How application-specific color calibration impacts multispectral imaging

May 1, 2019
For certain groups of materials, color calibration can be generalized, meaning that using a color calibration on different types of material is possible. Determining this requires in-depth analysis

Performance differences highlighted in tests of ink-jet samples
of paper and textile substrates

Line scan multispectral cameras perform measurements for fast, pixel-wise spectral and colorimetric information based from scan surfaces such as spectral reflectance or CIE-Lab color space coordinates, respectively.

Multispectral imaging cameras acquire various spectral image channels, typically more than the three channels acquired by conventional RGB cameras. Chosen for calibration testing was a Chromasens (Konstanz, Germany; truePIXA multispectral camera, which acquires 12 distinct spectral image channels in the visible range of the light spectrum through a multi-channel CCD line sensor.

A color calibration algorithm then transforms the spectral image information to the desired output image format, such as a three-channel CIE-Lab image. This conversion is tailored to specific spectral properties of the material to be measured using the multispectral line-scan camera.

For certain groups of materials, color calibration can be generalized, meaning that using a color calibration on different types of material is possible. However, figuring out if this generalization is possible requires in-depth analysis. Instead, applying application-specific color calibration is recommended as this leads to improved multispectral imaging system performance, in terms of measurement capabilities.

Using camera response and corresponding spectral reference measurements, a proprietary algorithm accessible in the truePIXA API/Chromantis graphical user interface (GUI) software from Chromasens performs color calibration.
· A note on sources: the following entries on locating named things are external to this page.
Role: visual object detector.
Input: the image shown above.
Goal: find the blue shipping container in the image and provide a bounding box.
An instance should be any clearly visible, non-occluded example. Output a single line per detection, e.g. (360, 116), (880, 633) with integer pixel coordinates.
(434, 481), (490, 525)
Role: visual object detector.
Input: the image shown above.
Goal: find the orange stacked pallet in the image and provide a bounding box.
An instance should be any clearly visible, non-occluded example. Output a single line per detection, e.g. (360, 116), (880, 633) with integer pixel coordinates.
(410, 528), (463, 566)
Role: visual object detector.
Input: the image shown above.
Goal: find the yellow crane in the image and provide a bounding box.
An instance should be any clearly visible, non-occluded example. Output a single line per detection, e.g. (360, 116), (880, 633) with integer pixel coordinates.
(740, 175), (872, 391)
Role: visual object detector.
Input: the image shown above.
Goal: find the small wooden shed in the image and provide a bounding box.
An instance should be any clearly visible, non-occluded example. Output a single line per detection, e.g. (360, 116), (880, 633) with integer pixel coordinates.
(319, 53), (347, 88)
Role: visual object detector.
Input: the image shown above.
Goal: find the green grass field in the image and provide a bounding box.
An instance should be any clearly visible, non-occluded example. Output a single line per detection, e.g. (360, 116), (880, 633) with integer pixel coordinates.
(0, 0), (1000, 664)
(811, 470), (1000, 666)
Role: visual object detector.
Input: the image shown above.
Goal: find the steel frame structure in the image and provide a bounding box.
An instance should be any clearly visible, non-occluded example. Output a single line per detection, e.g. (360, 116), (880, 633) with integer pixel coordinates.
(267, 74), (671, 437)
In this test, color calibration is performed for three different substrates:

  • Paper substrate
  • Soft textile substrate with black backing
  • Rough textile substrate with black backing

Figure 2 illustrates a small section of the training chart for each substrate.

As an example, the colorimetric and spectral properties of the patches included in the training chart for the case of paper substrate are shown in Figure 3 and Figure 4 respectively.

Denoted as “test charts,” a second set of color charts with differently-distributed color patches is produced on paper and textile substrates in the test, which enables color calibration and testing on distinct datasets.

The metrics considered for evaluation are spectral root mean square error (RMSE) and color difference in CIE-Lab color space (CIE-dE2000, further “dE00,”, which is in accordance to the latest recommendation of the CIE. Using these metrics, differences between the measured patches and the reference measurement are computed.

Experimental findings

In what follows, first order statistics of the metrics summarize the numerical results.

Findings are consistent for colorimetric and spectral metrics. However, for the sake of simplicity, interpretation is based mainly on color differences. Various conclusions can be drawn from the results.

In general measurement performance tests, high measurement performance is achieved when applying application-specific color calibration. In tests of measurement performance on paper vs. soft textile substrate, the results are comparable. Application-specific calibration is performed for each substrate, resulting in high-performance measurement results.

In tests of measurement performance on soft textile vs. rough textile substrate, the soft textile achieves higher performance as compared to rough textile. On average, dE00 is still smaller than one unit. The rough textile substrate is richer in texture. Judging visually, printed patches are spatially less homogeneous. It may potentially be that the reference measurement spot does not entirely match the measurement spot, which might explain the residual color differences.

For measurement performance testing on soft textile substrate with calibration for rough textile substrate, performance drops slightly compared to testing and calibration on rough textile substrate. On average, dE00 is still smaller than one unit and there is a considerable difference when interchanging the print substrate without applying a specific color calibration.

Lastly, in testing measurement performance on rough textile substrate with calibration for paper substrate, performance drops considerably compared to testing and calibration on paper substrate. The average color difference is so large that even a human observer could easily spot differences. Under this condition, multispectral color measurement does not result in adequate performance for industrial imaging applications.


Evaluations show measurement performance of multispectral image acquisition systems rely on color calibration being performed on an application-specific basis. For example, when considering textile substrates, color calibration must be performed with a textile substrate color calibration chart to achieve high measurement performance. Using paper substrate instead, color calibration has shown to considerably decrease performance. Therefore, performing application-specific color calibration when deploying multispectral imaging is recommended.

Performance drops off in these scenarios because of the intrinsic spectral properties of the different measurement substrates. Even though two objects from different material might appear similar in color—at least as humans perceive it—their spectral properties may be different.

Predicting a drop in measurement performance when using non-application specific color calibration is a safe bet. When application-specific color calibration isn’t feasible for technical reasons, handling these situations should be done on a case-by-case basis to evaluate the achievable measurement performance.